EV Fleet Business Management

Category
  • Commercial

As one of Queensland’s most experienced solar companies, we are proud to be nationally recognised as an industry leader and an expert in our field. One reason we remain at the forefront of our industry is our 100% in-house staff force. From sales to design, engineering to project management, and electricians to technical support, Springers is run entirely by full-time employees rather than subcontractors. 


Our operations in South East Queensland mean that our sales team is constantly on the road, visiting sites and prospects to complete quotations. Naturally, we provide each of our sales staff with a company vehicle. 


The interesting thing about this? We are running an electric vehicle fleet with Tesla EVs as opposed to a traditional petrol fleet. 


We transitioned from a petrol sales fleet to an electric sales fleet in 2021 with Tesla Model 3s and Tesla Model Ys. Considering we still haven’t seen many other company-branded Tesla EVs on the road, we’d like to share our experience managing company EVs, including:


  • How we keep the electric vehicles charged;
  • How we monitor electricity usage for car charging;
  • Staff reimbursement; and
  • Business costs


As of Q3 2024, we have six EVs in our sales fleet. Given the sales team is on the road all day, every day, and rarely back at one of our office locations, charging their EVs at home is the most convenient option. To support this, we provide our employees with a monthly reimbursement for the electricity used to charge their company vehicles at home. 


How do we measure electricity usage for EV charging?

Since the large majority of EV charging occurs at the employees' homes, we set up a system that measures the kWh of electricity used to charge the company car. This can be done quite simply and cheaply by installing two components at the staff member’s home:


  • A Tesla EV Charger
  • A Current Transformer


We install both of these devices at a company cost as they are relatively cheap, especially compared to the ongoing costs of a petrol car. 


The Tesla EV Charger charges the electric vehicle, and the Current Transformer captures energy usage in the home. This device is installed on each electrical circuit and transmits information to the power meter. The power meter records the energy consumption on each electrical circuit and uses the data for real-time and historical energy monitoring analytics. We can use software to monitor this data remotely and to establish the kWh used to charge the vehicle at their home.


Reimbursement

We’ve opted for a straightforward approach by reimbursing our employees based on the peak tariff rate from their electricity bill. While this may slightly overcompensate them since the peak rate is determined by all household electricity usage, it simplifies the reimbursement process and minimises complexity for our accountants. Plus, it remains more cost-effective than fuel expenses. 


For example, let’s say Johnny drove 1000km last week, which according to the Current Transformer, required 130kWh to recharge the EV. We multiply 130kWh by the staff’s peak tariff rate, which is 32 cents per kW. This gives us $41.60, which is the dollar amount we will reimburse the staff member for using their electricity to charge a work car. 


Our accountants calculate this and apply the reimbursement monthly.


Other ways to charge

Charging at home is the most convenient way for our staff to charge their vehicles - they prefer it for convenience reasons and we prefer it because it means more time is spent on the road with customers during the day.


Other than charging at their home, our staff can also opt to charge their EV at our Springers Solar office locations.

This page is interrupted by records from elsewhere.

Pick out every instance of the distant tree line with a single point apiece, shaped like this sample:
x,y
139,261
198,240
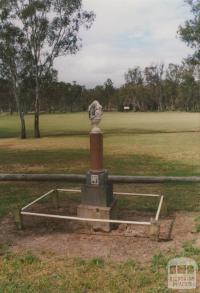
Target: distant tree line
x,y
154,88
33,33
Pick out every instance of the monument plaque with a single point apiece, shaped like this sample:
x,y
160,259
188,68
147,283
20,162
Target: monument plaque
x,y
97,193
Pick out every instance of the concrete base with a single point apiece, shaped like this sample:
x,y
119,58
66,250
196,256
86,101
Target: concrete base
x,y
96,212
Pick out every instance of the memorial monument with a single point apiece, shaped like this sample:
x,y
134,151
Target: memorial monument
x,y
97,199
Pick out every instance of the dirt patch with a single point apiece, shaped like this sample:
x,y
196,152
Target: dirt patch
x,y
74,240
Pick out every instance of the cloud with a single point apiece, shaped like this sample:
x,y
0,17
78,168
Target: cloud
x,y
126,33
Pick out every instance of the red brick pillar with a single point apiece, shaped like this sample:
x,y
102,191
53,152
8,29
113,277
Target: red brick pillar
x,y
96,151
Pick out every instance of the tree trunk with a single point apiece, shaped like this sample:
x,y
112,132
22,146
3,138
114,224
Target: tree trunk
x,y
19,108
37,112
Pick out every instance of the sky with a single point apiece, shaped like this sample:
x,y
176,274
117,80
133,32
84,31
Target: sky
x,y
125,34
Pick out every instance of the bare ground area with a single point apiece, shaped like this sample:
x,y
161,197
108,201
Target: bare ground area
x,y
71,239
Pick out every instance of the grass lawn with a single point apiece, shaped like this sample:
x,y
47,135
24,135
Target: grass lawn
x,y
134,144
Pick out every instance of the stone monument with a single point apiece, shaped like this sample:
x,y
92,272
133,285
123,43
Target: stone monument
x,y
97,199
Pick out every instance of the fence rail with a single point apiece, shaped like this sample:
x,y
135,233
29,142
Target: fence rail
x,y
113,178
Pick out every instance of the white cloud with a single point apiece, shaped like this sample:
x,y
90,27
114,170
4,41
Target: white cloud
x,y
125,33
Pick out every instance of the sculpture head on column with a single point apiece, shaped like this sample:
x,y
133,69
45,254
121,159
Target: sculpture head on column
x,y
95,116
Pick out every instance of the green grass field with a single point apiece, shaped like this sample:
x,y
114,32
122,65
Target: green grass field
x,y
134,144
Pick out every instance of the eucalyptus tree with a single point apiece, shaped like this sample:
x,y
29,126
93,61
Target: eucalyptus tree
x,y
13,57
52,29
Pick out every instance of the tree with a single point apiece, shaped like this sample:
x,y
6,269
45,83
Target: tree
x,y
51,28
13,56
108,93
190,32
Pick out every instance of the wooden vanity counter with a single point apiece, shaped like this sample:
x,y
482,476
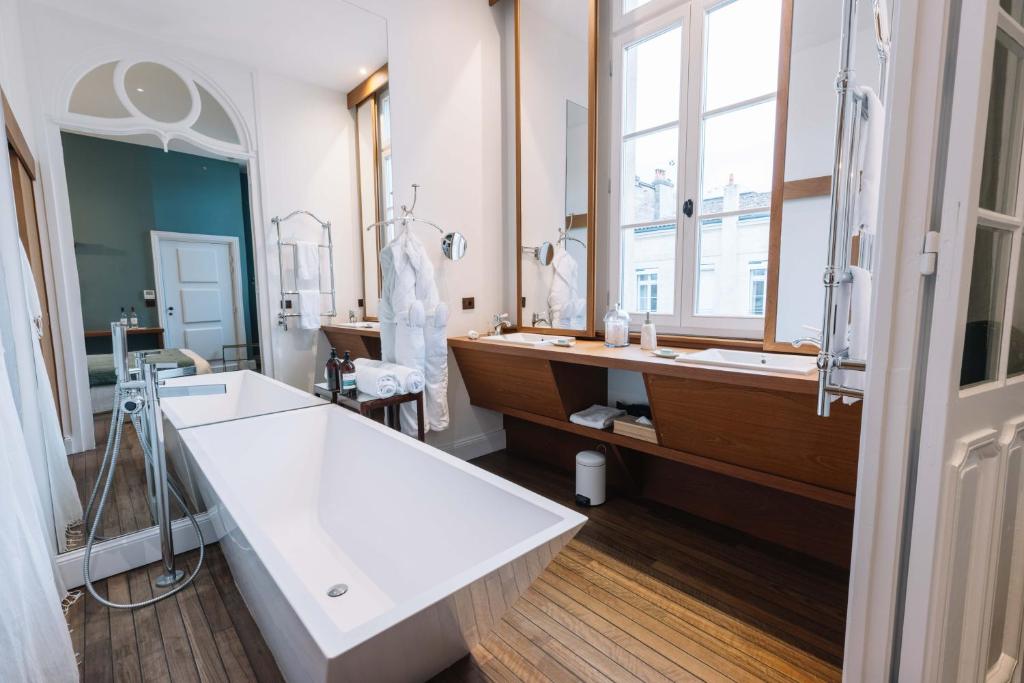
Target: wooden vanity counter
x,y
747,447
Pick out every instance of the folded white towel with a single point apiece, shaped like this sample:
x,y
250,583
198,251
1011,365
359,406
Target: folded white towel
x,y
598,417
410,380
309,309
306,265
376,381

We encourage this where possible as our office has a large rooftop solar system installed, which offsets a large portion of any EV charging that happens during the day. Essentially, if staff were to charge at the office, it would cost the business very little in terms of electricity consumption. 


This being said, we will always prefer our sales staff to be on the road, meeting customers, and creating quotes. If we had to choose between charging at home in the evenings or charging at the office during the day (in place of quoting a customer), we would prefer they charge at home. 


If needed, staff can charge their EV at a Tesla Supercharger or another third-party charging station while on the road. We consider this a last-resort option, as third-party chargers can exceed 70 cents per kW. However, if necessary, staff will be reimbursed for the cost, which remains more economical than the running costs of a petrol vehicle. 


Petrol cars vs electric vehicles - cost comparison

Since transitioning to an electric vehicle fleet, our business costs for managing staff vehicles has decreased significantly. The most apparent cost-saver is the everyday running costs. As of August 2024, petrol costs around $1.90 per litre. This would cost us approximately 16 cents per km.


In comparison, the Tesla EVs require about 130Wh to recharge, which costs us around 4 cents per km.  


Another benefit to the EVs is they require significantly less maintenance and therefore have less downtime compared to a petrol vehicle. Of our six EVs, only one has required servicing in the past 5 years. We love this about the EVs; less downtime means more time for the sales staff to be on the road, giving quotes and selling our services.